Adele gave a tight-lipped smile. “I just wish Mum could see her.” A silent tear dripped down the pale cheek. Adele brushed it away with the back of her hand. “Sorry, you didn’t come here to listen to me blub on Christmas Day.”
“You cry all you want to.” Fiona passed over a box of tissues from the bedside cabinet. “As well as a new baby, you’re coping with the absence of someone close to you.” She paused, not sure whether to say the next words, but if they were going to build any sort of relationship under the same roof, it would help to have everything out in the open. “Correction: with the absence of two people close to you, if you count the baby’s father. Plus, you’re still very young and have had to mature into a mother almost overnight.”
Adele had her head turned away from her father and was trying simultaneously not to cry and to blow her nose silently. Fiona didn’t know whether her words were helping the new mum or making the situation harder. “And you’ve done that last thing spectacularly well — as shown by the fact that you’re worrying about upsetting us on Christmas Day, when in fact it’s us that should be concerned about you . Less than twenty-four hours into motherhood and you are doing fine!”

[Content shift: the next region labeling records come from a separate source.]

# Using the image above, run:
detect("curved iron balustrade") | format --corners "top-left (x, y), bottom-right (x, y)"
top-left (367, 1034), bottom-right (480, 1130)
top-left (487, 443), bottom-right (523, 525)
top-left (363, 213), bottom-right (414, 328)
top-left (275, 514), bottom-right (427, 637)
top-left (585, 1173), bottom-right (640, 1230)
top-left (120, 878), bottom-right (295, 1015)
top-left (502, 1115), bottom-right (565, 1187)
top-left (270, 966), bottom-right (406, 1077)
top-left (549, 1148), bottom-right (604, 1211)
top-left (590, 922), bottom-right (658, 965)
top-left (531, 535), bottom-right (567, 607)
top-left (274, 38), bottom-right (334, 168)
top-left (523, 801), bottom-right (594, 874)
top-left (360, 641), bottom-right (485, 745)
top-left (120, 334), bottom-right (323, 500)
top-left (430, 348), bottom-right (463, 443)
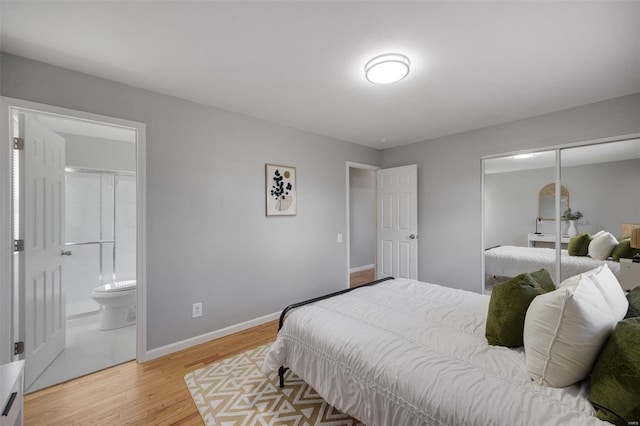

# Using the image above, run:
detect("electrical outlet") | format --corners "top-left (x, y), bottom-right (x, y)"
top-left (191, 302), bottom-right (202, 318)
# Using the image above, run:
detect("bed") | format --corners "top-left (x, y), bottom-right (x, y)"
top-left (484, 246), bottom-right (620, 281)
top-left (263, 279), bottom-right (608, 426)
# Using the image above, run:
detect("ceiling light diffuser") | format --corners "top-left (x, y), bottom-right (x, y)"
top-left (364, 53), bottom-right (411, 84)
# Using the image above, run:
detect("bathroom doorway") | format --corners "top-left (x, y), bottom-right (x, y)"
top-left (347, 162), bottom-right (379, 287)
top-left (3, 101), bottom-right (145, 393)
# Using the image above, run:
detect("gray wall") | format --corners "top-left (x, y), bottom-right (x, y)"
top-left (1, 55), bottom-right (380, 349)
top-left (382, 94), bottom-right (640, 292)
top-left (484, 159), bottom-right (640, 248)
top-left (349, 167), bottom-right (376, 268)
top-left (61, 133), bottom-right (136, 171)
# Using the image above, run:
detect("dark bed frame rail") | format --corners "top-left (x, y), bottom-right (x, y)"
top-left (278, 277), bottom-right (393, 388)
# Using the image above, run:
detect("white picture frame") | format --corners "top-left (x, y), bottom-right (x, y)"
top-left (265, 164), bottom-right (298, 216)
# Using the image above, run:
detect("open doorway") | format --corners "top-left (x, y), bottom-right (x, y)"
top-left (2, 100), bottom-right (144, 392)
top-left (347, 163), bottom-right (378, 287)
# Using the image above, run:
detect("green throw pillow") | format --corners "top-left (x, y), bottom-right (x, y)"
top-left (625, 286), bottom-right (640, 318)
top-left (485, 271), bottom-right (555, 348)
top-left (529, 268), bottom-right (556, 292)
top-left (567, 232), bottom-right (591, 256)
top-left (589, 318), bottom-right (640, 426)
top-left (611, 238), bottom-right (640, 262)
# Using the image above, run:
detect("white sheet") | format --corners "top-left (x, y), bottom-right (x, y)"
top-left (263, 279), bottom-right (606, 426)
top-left (484, 246), bottom-right (620, 285)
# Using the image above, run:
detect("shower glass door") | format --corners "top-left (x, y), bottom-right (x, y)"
top-left (63, 169), bottom-right (136, 317)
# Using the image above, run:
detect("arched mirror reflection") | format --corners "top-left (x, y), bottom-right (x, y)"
top-left (483, 139), bottom-right (640, 293)
top-left (538, 182), bottom-right (569, 220)
top-left (483, 150), bottom-right (556, 292)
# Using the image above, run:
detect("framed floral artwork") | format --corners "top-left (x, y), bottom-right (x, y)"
top-left (265, 164), bottom-right (298, 216)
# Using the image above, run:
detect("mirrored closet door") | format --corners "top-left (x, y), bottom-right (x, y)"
top-left (483, 139), bottom-right (640, 293)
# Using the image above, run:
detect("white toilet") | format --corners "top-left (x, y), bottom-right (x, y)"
top-left (91, 280), bottom-right (136, 330)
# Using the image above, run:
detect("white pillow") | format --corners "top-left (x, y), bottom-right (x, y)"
top-left (584, 263), bottom-right (629, 322)
top-left (523, 275), bottom-right (616, 388)
top-left (589, 232), bottom-right (618, 260)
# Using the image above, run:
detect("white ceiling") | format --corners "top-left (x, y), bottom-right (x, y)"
top-left (0, 0), bottom-right (640, 148)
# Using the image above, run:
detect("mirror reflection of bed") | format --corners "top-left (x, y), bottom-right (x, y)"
top-left (483, 139), bottom-right (640, 294)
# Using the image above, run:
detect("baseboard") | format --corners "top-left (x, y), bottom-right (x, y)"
top-left (349, 264), bottom-right (376, 274)
top-left (138, 312), bottom-right (280, 362)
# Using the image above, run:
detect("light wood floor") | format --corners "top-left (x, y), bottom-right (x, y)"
top-left (24, 269), bottom-right (375, 426)
top-left (24, 321), bottom-right (278, 426)
top-left (349, 268), bottom-right (376, 287)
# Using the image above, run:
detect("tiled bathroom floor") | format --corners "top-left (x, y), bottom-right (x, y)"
top-left (26, 315), bottom-right (136, 393)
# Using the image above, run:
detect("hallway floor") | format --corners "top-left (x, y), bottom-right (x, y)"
top-left (26, 315), bottom-right (136, 393)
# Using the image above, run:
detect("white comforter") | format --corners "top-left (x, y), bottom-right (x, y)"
top-left (263, 279), bottom-right (606, 426)
top-left (484, 246), bottom-right (620, 280)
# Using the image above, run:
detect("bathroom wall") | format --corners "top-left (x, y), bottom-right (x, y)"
top-left (61, 133), bottom-right (136, 317)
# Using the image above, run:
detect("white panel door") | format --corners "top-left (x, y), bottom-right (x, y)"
top-left (376, 164), bottom-right (418, 280)
top-left (20, 114), bottom-right (66, 388)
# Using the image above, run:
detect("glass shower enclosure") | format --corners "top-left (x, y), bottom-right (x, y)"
top-left (62, 168), bottom-right (136, 318)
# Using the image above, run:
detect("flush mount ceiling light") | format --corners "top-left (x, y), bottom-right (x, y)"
top-left (513, 153), bottom-right (535, 160)
top-left (364, 53), bottom-right (411, 84)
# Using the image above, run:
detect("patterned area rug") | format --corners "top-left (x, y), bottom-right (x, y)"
top-left (184, 345), bottom-right (362, 426)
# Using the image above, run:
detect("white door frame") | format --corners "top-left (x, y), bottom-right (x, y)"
top-left (0, 96), bottom-right (147, 364)
top-left (345, 161), bottom-right (380, 288)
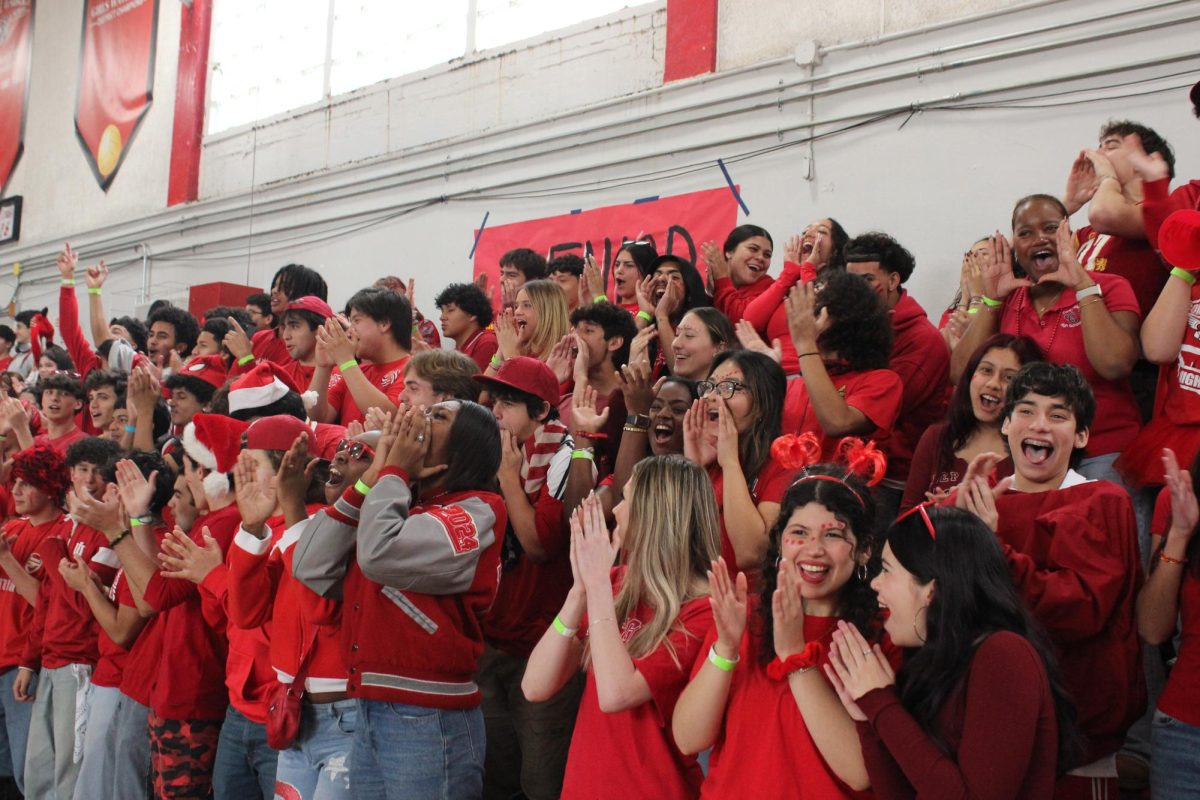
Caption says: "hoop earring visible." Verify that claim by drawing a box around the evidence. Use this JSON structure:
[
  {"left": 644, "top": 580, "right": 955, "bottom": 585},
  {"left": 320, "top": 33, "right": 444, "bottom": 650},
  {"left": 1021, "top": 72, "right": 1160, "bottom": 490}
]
[{"left": 912, "top": 606, "right": 929, "bottom": 644}]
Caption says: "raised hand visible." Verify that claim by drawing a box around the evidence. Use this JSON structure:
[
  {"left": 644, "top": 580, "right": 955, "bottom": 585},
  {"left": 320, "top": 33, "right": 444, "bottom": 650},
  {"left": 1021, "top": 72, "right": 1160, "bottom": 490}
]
[{"left": 708, "top": 558, "right": 748, "bottom": 660}]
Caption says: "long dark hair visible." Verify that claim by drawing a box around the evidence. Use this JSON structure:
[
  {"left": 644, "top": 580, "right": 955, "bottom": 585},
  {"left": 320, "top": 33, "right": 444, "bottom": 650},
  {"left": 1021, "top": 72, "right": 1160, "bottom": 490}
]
[
  {"left": 934, "top": 333, "right": 1045, "bottom": 474},
  {"left": 887, "top": 507, "right": 1081, "bottom": 774},
  {"left": 708, "top": 350, "right": 787, "bottom": 486},
  {"left": 755, "top": 464, "right": 882, "bottom": 666}
]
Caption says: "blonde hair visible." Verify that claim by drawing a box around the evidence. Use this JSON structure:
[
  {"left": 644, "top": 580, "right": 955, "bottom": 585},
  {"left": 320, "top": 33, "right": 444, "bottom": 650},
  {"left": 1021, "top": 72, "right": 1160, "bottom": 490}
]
[
  {"left": 521, "top": 281, "right": 571, "bottom": 361},
  {"left": 583, "top": 455, "right": 721, "bottom": 667}
]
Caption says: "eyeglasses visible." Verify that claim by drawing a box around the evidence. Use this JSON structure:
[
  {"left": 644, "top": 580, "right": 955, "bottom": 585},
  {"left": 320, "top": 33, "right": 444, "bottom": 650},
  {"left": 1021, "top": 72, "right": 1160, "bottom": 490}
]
[
  {"left": 335, "top": 439, "right": 374, "bottom": 461},
  {"left": 892, "top": 503, "right": 937, "bottom": 542},
  {"left": 696, "top": 378, "right": 746, "bottom": 399}
]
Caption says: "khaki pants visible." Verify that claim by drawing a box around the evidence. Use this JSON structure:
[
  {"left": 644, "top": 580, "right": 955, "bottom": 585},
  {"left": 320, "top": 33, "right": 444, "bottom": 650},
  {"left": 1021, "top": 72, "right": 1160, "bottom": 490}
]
[{"left": 475, "top": 648, "right": 583, "bottom": 800}]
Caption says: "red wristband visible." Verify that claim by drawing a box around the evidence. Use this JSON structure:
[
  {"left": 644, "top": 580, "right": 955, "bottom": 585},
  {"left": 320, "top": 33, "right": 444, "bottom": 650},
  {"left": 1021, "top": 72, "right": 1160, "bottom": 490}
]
[{"left": 767, "top": 642, "right": 824, "bottom": 680}]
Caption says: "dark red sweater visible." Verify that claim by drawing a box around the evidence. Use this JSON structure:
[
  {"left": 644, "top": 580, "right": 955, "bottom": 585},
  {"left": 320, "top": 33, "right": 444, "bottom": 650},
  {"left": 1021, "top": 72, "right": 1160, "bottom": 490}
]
[{"left": 858, "top": 631, "right": 1058, "bottom": 800}]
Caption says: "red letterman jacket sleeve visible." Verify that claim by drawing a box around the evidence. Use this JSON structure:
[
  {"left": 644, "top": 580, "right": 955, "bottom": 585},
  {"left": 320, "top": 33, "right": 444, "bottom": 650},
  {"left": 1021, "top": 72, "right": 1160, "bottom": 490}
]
[
  {"left": 358, "top": 467, "right": 497, "bottom": 595},
  {"left": 292, "top": 486, "right": 366, "bottom": 604}
]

Adele managed a smile. Natalie began to whimper and was trying to inject movement into her arms and legs beneath the blanket wrapper. Dorothea tried to calm her with little strokes to the head but the baby would have none of it and the noise level rose.
“She’s hungry,” Adele pronounced with the certainty of a mother already learning to interpret her infant’s needs.
“We’ll go for coffee and drop back in thirty minutes. OK?” Fiona hoped neither Joe nor her mother would put up an argument. “Do you want the curtains completely closed?” Adele nodded gratefully. Fiona hadn’t suggested the cafeteria purely out of concern for a young mother who was still new to breastfeeding. After breaking down so publicly in the delivery room the previous evening, she felt on the verge again, and seeing that Madonna moment of a mother feeding her child would set her off. The thought of it made her blink hard.
Afterwards Adele looked brighter. Or maybe it was something to do with the recently applied lipstick and blusher. Her hospital bag had obviously been well planned.
“When can you both come home?” Joe was now cuddling Natalie, who was punch drunk on her mother’s milk.
“A couple of days, I think. Something to do with my blood pressure and the lack of consultant rounds on the bank holidays.”
Forty-eight hours of privacy for her and Joe, plus time to get a grip of herself emotionally. The moment these selfish thoughts surfaced, Fiona quashed them, but she couldn’t help feeling grateful for the opportunity to regain and, hopefully, strengthen her relationship with Joe.